BY ONOME AMUGE
The month of May was marked by inflation spikes across the European Union as monthly inflation rates rose 8.1 percent, representing the highest level of monthly inflation rates reached over the last decade. The US economy also suffered a similar fate as consumer prices jumped 8.3 percent amid surging energy and food prices fuelled in part by the ongoing Russia-Ukraine war.
This ripple effect was felt by the industrial price index of manufactured chocolate products which increased by 5.0 percent in the European Union and by 7.7 percent in the United States, making chocolate manufacturing more expensive compared to the past few years.
As a result, manufacturers like Mondelez International (owner of Cadbury Dairy Milk) indicated that the size of sharing bars will be reduced by 10 percent while maintaining the same price, with growing expectations that other companies will follow suit or even increase the retail prices of their products.
Reports on the chocolate industry also indicated that over the 13-week period ending May 15, sales of chocolate products had dropped by 6.3 percent in the U.S while prices of chocolate products on the same market were inflated by 11 percent.

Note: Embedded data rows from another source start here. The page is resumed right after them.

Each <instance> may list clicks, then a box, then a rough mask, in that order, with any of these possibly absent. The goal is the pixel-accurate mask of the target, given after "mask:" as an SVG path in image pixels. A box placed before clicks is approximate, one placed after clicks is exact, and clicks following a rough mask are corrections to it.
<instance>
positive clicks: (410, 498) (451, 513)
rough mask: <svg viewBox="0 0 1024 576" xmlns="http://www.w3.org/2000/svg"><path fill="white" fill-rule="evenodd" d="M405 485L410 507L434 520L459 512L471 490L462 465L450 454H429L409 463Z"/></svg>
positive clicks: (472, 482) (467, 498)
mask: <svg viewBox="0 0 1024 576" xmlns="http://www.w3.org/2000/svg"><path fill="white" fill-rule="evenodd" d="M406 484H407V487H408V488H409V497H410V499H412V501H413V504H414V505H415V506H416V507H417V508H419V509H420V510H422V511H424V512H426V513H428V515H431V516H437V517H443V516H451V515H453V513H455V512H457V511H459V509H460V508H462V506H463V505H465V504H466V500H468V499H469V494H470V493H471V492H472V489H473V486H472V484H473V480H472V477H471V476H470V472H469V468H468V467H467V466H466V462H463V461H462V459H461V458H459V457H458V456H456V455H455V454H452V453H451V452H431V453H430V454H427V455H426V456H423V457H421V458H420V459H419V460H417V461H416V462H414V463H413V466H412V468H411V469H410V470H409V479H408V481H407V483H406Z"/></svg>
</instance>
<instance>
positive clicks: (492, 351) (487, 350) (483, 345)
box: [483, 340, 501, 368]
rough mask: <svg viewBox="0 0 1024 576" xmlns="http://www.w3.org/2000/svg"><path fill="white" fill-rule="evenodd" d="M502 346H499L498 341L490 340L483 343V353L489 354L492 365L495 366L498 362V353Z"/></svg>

“Inflation, which is reputed to weaken the purchasing power of consumers, could possibly constrain the consumption of non-essentials and luxury goods including cocoa products should the situation persist,” the International Cocoa Organisation (ICCO) stated in its cocoa market report for May 2022.
Cocoa supply shrinks as Ghana, Ivory Coast record lower output
In the period under review, cocoa production and supply in the global market recorded a downward movement in May and moved in a similar direction in the first week of June 2022, with arrivals of cocoa beans at Ivorian ports estimated at 1.926 million tonnes, lower by approximately 5.1 percent compared to the volume of 2.027 million tonnes recorded during the corresponding period of the 2020/21 cocoa season.

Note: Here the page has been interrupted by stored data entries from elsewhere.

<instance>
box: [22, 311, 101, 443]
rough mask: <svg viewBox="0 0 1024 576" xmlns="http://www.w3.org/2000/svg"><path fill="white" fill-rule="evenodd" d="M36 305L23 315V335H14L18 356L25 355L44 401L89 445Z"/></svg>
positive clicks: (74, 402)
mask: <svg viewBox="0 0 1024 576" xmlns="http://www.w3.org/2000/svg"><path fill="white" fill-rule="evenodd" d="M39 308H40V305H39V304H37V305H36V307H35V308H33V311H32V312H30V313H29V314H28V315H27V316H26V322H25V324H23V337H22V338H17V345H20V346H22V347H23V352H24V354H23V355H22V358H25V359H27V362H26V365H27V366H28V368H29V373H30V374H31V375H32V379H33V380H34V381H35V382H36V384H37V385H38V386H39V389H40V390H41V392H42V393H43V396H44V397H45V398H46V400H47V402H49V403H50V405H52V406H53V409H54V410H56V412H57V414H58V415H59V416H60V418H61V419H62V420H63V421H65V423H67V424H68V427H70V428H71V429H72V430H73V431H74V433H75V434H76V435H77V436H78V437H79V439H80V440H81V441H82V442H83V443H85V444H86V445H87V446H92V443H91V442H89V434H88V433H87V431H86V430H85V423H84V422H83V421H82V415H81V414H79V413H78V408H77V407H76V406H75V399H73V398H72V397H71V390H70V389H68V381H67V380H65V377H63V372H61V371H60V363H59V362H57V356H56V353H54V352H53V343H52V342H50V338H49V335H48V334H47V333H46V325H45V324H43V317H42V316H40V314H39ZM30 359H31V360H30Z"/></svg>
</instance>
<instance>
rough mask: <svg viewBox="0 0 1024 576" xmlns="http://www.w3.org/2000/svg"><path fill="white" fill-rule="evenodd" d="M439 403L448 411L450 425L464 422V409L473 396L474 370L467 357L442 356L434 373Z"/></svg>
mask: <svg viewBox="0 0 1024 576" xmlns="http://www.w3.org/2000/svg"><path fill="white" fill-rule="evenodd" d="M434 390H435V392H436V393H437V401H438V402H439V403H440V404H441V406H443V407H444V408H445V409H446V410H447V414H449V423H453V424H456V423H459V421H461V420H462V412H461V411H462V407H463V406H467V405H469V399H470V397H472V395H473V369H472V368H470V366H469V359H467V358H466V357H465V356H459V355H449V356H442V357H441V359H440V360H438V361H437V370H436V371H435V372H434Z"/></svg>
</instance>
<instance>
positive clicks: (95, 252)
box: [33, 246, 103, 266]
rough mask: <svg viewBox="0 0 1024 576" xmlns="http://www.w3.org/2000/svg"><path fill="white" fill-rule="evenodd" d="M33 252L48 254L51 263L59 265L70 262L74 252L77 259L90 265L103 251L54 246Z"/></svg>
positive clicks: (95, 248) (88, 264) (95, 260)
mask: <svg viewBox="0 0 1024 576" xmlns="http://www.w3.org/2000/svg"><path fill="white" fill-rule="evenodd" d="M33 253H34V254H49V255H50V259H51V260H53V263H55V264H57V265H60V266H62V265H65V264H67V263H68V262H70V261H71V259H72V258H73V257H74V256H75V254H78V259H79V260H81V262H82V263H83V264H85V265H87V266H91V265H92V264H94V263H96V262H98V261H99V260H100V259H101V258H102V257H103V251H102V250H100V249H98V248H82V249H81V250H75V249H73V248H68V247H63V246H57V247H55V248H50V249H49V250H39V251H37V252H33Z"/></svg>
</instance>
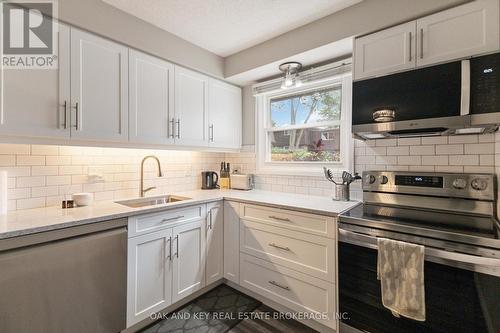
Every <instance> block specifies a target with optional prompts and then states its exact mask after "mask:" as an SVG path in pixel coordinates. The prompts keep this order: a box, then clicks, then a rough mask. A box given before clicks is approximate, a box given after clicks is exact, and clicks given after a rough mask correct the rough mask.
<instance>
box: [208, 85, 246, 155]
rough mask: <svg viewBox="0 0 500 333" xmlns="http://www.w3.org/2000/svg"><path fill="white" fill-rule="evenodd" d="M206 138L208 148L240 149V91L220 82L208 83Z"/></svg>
mask: <svg viewBox="0 0 500 333" xmlns="http://www.w3.org/2000/svg"><path fill="white" fill-rule="evenodd" d="M208 90H209V98H208V99H209V108H208V110H209V112H208V124H209V125H208V137H209V140H208V141H209V145H210V147H216V148H234V149H239V148H240V147H241V126H242V124H241V103H242V100H241V89H240V88H239V87H235V86H233V85H230V84H227V83H225V82H222V81H218V80H214V79H210V81H209V88H208Z"/></svg>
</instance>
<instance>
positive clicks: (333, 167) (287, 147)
mask: <svg viewBox="0 0 500 333" xmlns="http://www.w3.org/2000/svg"><path fill="white" fill-rule="evenodd" d="M351 84H352V82H351V75H350V74H343V75H340V76H338V77H333V78H329V79H326V80H322V81H321V82H315V83H311V84H308V85H304V86H302V87H300V88H295V89H290V90H288V89H287V90H278V91H271V92H268V93H265V94H261V95H258V96H256V111H257V126H256V130H257V133H256V137H257V146H256V153H257V172H260V173H270V174H296V175H311V174H317V175H322V167H323V166H327V167H329V168H334V169H343V170H352V164H351V163H352V148H351V147H352V138H351Z"/></svg>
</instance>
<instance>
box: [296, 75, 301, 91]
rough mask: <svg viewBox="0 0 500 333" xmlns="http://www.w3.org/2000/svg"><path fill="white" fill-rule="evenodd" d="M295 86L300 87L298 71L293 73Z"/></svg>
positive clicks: (300, 80) (300, 86)
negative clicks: (295, 73) (294, 73)
mask: <svg viewBox="0 0 500 333" xmlns="http://www.w3.org/2000/svg"><path fill="white" fill-rule="evenodd" d="M295 86H296V87H297V88H298V87H302V79H301V78H300V76H299V74H298V73H297V74H296V75H295Z"/></svg>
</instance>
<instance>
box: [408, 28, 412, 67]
mask: <svg viewBox="0 0 500 333" xmlns="http://www.w3.org/2000/svg"><path fill="white" fill-rule="evenodd" d="M411 37H412V35H411V31H410V33H409V40H410V58H409V59H408V61H410V62H411V58H412V57H411V39H412V38H411Z"/></svg>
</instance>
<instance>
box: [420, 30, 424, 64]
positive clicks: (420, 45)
mask: <svg viewBox="0 0 500 333" xmlns="http://www.w3.org/2000/svg"><path fill="white" fill-rule="evenodd" d="M420 59H424V29H420Z"/></svg>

In Ghana, production of the 2021/22 crop plunged to about 800,000 tonnes compared to the historic volume of 1.047 million tonnes recorded during the 2020/21 crop year.
Despite the decline in supply for the ongoing 2021/22 season, stocks of cocoa beans held in Intercontinental Exchange (ICE) Futures licensed warehouses in Europe and the United States were generally high compared to the previous season.
The ICCO attributed the high volume to the 2020/21 record production which, it said, contributed to the high level of carryover stocks held in warehouses on both sides of the Atlantic for the 2021/22 season. Hence, the reduction in cocoa production for the 2021/22 season did not seem to be reflected in the level of stocks held in the Exchange-licensed warehouses.
Cocoa futures trade downwards
During May, prices of the front-month cocoa futures contract followed a declining trend on both the London and New York markets with the MAY-22 contract prices settling at a nearly two-year low at $1,993 per tonne in London and almost a five-month low at $2,408 per tonne in New York.
While approaching its maturity date on 16 May, prices of the MAY-22 contract plunged deeper, falling 6 percent from $2,207 to $2,076 per tonne and by 5 percent from $2,632 to $2,502 per tonne in London and New York, respectively.
According to market reports, the adequate climate conditions reported in the main cocoa areas of West Africa contributed to pressuring down cocoa futures prices.
Generally, the daily settlement prices of the JUL-22 did not demonstrate any significant trends on both markets and were range-bound. In London, the JUL-22 contract prices averaged $2,179 per tonne and traded between $2,138 and $2,222 per tonne. In New York, the average price of the front-month contract was pegged at $2,460 with minimum and maximum settlement values of $2,408 per tonne and $2,503 per tonne.